O que é a diástase dos retos abdominais
A diástase ocorre quando os dois feixes do músculo reto abdominal se afastam da linha média — a chamada linha alba. Esse afastamento pode ser pequeno ou significativo, e é mais comum em mulheres após gestações, mas também acomete homens com obesidade abdominal ou após cirurgias abdominais.
O problema não é apenas visual. A linha alba é parte da estrutura que sustenta os órgãos abdominais, estabiliza a coluna e transmite força entre os membros superiores e inferiores. Quando ela perde sua integridade, surgem consequências funcionais reais.
Quando a diástase se torna um problema funcional
Os sinais de que a diástase está causando impacto funcional incluem:
- Dor lombar crônica ou sensação de instabilidade na coluna
- Dificuldade para realizar esforços como levantar peso ou tossir
- Sensação de pressão ou desconforto abdominal
- Incontinência urinária de esforço
- Protrusão abdominal que piora ao se levantar ou fazer força
A relação entre diástase e hérnia
A linha alba enfraquecida pela diástase cria condições favoráveis para o desenvolvimento de hérnias epigástricas — pequenas protrusões do tecido gorduroso ou intestinal pela parede abdominal. Essas hérnias podem passar despercebidas por anos, mas em alguns casos evoluem com dor e necessidade de cirurgia.

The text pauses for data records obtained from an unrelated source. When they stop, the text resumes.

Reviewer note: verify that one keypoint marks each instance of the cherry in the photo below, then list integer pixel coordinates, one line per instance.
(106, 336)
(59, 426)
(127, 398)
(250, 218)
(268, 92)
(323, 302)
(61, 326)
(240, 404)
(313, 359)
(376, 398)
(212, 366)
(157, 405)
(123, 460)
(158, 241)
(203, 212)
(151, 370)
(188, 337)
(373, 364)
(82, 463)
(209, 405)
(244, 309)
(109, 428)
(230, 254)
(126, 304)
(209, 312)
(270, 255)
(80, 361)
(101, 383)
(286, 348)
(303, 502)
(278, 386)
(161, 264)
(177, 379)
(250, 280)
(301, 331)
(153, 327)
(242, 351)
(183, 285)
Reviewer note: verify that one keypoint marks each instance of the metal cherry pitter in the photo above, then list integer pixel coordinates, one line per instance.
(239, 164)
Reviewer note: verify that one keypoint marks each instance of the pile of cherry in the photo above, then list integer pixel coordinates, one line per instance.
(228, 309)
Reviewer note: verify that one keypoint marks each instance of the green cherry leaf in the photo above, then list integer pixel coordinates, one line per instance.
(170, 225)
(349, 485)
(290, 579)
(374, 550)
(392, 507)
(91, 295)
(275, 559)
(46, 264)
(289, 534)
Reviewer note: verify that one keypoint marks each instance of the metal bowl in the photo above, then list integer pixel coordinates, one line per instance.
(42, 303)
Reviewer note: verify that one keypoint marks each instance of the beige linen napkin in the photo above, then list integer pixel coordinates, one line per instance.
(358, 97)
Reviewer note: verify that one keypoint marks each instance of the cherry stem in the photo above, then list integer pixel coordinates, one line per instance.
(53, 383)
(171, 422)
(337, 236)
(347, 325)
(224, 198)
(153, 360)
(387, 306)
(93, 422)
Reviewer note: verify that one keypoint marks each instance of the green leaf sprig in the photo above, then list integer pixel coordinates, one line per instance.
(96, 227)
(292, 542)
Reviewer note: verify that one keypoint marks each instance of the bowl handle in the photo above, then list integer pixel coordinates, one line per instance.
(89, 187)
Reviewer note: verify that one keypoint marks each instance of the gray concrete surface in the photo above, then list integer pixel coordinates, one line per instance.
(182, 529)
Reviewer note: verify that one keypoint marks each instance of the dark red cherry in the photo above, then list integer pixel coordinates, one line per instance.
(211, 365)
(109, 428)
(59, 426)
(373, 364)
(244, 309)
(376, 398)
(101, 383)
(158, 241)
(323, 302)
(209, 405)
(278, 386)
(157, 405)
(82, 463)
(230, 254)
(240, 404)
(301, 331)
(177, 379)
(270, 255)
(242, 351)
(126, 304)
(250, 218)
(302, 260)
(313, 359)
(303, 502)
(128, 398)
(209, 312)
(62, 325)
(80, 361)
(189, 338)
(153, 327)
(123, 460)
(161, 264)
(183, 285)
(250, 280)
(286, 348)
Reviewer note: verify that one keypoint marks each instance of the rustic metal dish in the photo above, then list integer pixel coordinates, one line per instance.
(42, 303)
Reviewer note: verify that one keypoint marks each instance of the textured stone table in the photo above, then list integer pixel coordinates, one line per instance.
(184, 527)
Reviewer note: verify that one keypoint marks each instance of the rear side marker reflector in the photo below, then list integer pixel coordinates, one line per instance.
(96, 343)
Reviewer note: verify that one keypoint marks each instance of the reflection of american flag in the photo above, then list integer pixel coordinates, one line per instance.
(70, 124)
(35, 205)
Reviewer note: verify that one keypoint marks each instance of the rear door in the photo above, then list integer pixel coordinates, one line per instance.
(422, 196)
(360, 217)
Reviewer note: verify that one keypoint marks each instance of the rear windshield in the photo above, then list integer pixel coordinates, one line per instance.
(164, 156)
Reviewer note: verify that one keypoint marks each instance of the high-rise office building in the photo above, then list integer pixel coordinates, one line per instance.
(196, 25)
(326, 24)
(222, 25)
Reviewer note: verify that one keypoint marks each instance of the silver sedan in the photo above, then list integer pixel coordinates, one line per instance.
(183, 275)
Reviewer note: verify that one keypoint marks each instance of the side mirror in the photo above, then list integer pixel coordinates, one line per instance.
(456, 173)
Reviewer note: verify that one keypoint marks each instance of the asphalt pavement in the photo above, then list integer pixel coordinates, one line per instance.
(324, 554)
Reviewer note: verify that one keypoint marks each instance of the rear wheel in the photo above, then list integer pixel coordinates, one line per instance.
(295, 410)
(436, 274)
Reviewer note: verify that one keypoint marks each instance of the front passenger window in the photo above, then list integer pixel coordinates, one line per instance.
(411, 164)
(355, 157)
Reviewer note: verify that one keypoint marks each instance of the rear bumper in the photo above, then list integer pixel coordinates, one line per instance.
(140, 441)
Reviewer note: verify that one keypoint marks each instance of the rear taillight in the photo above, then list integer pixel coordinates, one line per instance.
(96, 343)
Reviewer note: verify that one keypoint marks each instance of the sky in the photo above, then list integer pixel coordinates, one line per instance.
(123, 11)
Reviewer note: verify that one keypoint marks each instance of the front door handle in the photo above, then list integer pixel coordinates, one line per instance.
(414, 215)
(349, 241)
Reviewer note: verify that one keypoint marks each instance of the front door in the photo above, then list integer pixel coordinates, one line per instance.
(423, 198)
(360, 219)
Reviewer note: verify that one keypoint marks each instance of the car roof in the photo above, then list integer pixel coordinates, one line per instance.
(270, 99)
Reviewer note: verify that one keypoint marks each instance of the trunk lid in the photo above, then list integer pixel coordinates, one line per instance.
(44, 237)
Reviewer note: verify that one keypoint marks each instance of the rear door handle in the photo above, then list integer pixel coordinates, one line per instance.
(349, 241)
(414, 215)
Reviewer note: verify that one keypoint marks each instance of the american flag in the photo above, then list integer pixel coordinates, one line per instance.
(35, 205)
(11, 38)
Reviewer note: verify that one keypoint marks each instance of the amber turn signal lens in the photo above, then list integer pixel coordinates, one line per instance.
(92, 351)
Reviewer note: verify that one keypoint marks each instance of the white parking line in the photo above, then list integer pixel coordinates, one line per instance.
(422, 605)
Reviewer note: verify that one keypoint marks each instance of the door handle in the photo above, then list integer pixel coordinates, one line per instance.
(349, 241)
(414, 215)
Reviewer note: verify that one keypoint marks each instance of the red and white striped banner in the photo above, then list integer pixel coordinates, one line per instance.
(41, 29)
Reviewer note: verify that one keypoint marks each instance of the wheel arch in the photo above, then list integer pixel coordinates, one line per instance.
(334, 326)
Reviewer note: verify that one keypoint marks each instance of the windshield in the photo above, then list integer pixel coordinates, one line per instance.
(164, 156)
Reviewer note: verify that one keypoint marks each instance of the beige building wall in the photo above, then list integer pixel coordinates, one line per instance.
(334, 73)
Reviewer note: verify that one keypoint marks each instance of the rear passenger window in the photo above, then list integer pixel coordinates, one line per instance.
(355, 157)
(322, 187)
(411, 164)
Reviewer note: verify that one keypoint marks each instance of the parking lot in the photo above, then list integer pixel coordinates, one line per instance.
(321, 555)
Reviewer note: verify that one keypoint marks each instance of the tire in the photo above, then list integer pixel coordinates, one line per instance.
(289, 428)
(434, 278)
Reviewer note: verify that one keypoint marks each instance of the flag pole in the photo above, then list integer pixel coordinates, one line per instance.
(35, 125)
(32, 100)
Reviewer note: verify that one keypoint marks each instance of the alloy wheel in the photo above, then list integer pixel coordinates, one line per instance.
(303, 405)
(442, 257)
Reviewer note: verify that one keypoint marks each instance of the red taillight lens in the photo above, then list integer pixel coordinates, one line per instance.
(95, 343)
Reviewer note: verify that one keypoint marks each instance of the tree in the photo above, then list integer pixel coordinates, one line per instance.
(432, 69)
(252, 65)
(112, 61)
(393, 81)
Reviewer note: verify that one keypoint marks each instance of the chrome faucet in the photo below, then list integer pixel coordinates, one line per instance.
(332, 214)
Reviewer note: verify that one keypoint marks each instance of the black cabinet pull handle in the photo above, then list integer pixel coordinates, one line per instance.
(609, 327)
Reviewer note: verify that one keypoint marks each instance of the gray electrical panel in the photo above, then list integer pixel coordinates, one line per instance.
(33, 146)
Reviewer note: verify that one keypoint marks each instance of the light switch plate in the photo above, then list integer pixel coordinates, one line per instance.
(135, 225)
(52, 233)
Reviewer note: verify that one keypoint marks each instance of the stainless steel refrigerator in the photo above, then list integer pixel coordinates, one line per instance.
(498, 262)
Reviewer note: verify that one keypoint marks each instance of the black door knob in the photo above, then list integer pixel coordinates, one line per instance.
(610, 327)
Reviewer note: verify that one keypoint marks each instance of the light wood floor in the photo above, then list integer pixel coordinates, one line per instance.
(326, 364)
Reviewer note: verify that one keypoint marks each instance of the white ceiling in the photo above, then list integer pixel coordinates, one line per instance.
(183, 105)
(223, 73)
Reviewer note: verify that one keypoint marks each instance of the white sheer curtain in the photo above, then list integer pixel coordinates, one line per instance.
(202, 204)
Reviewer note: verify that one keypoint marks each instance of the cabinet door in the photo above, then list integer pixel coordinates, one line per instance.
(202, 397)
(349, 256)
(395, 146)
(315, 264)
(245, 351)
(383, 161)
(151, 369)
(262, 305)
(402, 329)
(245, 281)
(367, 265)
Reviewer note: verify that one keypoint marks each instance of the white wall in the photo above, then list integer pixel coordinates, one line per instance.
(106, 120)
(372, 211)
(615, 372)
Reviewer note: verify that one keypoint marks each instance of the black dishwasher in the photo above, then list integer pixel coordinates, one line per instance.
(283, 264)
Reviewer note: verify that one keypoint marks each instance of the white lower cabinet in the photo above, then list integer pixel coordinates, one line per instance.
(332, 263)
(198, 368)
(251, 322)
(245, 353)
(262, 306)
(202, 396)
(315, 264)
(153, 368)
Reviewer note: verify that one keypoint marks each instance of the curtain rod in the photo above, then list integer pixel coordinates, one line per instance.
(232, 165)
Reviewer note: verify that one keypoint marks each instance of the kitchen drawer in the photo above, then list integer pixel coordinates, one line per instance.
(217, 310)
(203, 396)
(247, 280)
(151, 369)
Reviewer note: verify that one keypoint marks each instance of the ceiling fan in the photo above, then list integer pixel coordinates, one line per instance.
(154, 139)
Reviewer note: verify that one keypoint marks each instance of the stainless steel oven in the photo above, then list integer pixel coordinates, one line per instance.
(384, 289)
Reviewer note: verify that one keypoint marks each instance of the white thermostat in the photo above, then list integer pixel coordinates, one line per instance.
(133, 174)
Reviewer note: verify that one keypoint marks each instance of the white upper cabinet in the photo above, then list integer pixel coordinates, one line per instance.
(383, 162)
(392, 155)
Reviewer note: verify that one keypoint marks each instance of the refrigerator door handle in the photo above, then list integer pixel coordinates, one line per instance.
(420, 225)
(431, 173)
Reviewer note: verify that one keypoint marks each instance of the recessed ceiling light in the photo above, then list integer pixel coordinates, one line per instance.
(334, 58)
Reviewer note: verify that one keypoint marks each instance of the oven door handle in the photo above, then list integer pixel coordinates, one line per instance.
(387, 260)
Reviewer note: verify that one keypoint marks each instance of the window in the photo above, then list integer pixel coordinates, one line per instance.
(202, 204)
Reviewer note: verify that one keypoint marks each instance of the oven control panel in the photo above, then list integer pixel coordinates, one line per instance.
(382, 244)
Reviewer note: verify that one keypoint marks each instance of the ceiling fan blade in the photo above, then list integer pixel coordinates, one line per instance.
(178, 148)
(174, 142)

Por isso, toda avaliação de diástase deve incluir a investigação ativa de hérnias associadas, com exame físico detalhado e, quando indicado, imagem complementar.
Como é feita a avaliação
A avaliação clínica inclui a medição do afastamento entre os feixes musculares e a qualidade do tecido da linha alba. Não é apenas a largura que importa — a tensão e a capacidade de transmissão de força são igualmente relevantes na decisão sobre o tratamento.
Tratamento: fisioterapia ou cirurgia?
Diástases menores, sem hérnia associada e sem impacto funcional significativo, podem ser abordadas com fisioterapia especializada em assoalho pélvico. Quando há hérnia associada, diástase extensa com impacto funcional, ou falha do tratamento conservador, a correção cirúrgica pode ser indicada. A indicação do melhor tratamento depende sempre de avaliação individualizada.